Pourquoi le Luxembourg attire les non-résidents français
Chaque année, des milliers de Français s’installent à l’étranger. Dubaï, Genève, Londres, Singapour, Montréal — les destinations varient. Mais le besoin reste identique : protéger et faire fructifier son capital.
Le contrat d’assurance vie luxembourgeois répond à ce besoin de façon unique. Il combine neutralité fiscale, sécurité juridique et flexibilité internationale. Aucun autre pays européen ne propose un cadre aussi complet.

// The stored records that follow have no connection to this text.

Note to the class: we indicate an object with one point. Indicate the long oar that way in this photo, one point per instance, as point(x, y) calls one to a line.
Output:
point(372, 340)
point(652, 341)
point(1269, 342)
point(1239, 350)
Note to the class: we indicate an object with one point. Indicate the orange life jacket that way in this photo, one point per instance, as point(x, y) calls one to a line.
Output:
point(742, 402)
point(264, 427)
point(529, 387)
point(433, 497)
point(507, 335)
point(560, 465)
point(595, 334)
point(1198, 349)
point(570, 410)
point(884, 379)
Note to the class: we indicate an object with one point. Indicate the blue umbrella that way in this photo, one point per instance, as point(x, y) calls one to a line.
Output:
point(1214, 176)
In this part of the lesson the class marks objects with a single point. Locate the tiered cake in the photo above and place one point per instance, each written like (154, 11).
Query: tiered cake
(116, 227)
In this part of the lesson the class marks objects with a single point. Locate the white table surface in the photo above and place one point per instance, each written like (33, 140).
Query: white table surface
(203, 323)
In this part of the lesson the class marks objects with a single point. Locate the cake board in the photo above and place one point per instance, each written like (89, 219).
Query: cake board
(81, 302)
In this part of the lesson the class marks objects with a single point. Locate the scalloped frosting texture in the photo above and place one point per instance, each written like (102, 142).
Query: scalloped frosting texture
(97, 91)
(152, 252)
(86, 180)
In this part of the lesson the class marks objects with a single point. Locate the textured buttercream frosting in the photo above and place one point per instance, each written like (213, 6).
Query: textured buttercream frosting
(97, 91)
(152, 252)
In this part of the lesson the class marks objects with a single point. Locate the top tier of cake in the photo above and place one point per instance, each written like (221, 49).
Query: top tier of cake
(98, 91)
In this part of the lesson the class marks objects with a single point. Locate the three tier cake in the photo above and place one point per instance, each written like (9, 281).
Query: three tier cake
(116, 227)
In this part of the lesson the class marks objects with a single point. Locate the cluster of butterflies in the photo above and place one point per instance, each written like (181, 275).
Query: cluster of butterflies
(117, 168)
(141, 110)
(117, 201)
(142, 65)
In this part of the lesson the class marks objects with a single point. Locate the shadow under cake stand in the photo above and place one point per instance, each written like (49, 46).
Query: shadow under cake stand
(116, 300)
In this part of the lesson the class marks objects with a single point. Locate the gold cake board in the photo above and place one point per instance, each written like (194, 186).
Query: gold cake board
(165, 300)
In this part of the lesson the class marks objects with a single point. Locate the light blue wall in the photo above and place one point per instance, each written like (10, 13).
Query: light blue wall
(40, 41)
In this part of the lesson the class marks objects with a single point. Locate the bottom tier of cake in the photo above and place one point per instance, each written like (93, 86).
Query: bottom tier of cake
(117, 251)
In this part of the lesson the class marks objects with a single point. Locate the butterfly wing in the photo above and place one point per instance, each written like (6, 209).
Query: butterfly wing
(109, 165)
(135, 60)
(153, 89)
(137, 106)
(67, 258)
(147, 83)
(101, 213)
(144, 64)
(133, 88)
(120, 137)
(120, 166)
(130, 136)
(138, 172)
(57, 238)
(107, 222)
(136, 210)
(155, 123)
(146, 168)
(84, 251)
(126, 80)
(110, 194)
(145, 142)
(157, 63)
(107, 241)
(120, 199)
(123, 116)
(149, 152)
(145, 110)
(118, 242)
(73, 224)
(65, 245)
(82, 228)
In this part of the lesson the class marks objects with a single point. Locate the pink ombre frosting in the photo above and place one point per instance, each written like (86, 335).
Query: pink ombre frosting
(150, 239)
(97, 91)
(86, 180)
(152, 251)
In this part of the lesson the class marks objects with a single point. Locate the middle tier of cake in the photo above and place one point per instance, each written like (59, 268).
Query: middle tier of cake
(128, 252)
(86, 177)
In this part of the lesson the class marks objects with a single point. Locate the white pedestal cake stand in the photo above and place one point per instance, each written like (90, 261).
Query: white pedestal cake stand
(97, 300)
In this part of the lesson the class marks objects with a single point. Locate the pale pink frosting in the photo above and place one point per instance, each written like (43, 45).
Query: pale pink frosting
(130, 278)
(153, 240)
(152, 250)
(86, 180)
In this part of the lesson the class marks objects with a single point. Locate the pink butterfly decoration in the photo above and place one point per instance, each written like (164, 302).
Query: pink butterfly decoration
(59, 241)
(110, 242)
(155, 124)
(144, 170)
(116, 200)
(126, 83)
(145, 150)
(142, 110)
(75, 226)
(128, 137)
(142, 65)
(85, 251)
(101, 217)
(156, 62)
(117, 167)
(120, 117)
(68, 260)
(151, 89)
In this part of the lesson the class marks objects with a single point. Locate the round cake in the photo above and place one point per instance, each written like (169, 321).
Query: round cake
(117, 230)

La raison principale ? Le Luxembourg applique le principe de neutralité fiscale. Le contrat ne subit aucune imposition luxembourgeoise pendant sa vie. Seul le pays de résidence de l’assuré taxe les rachats ou les successions.
Pour un non-résident français, cela change tout. Vous payez l’impôt de votre pays de résidence actuel — pas celui de France. Et dans de nombreux pays, cet impôt est bien inférieur.

Ce que signifie concrètement « non-résident fiscal »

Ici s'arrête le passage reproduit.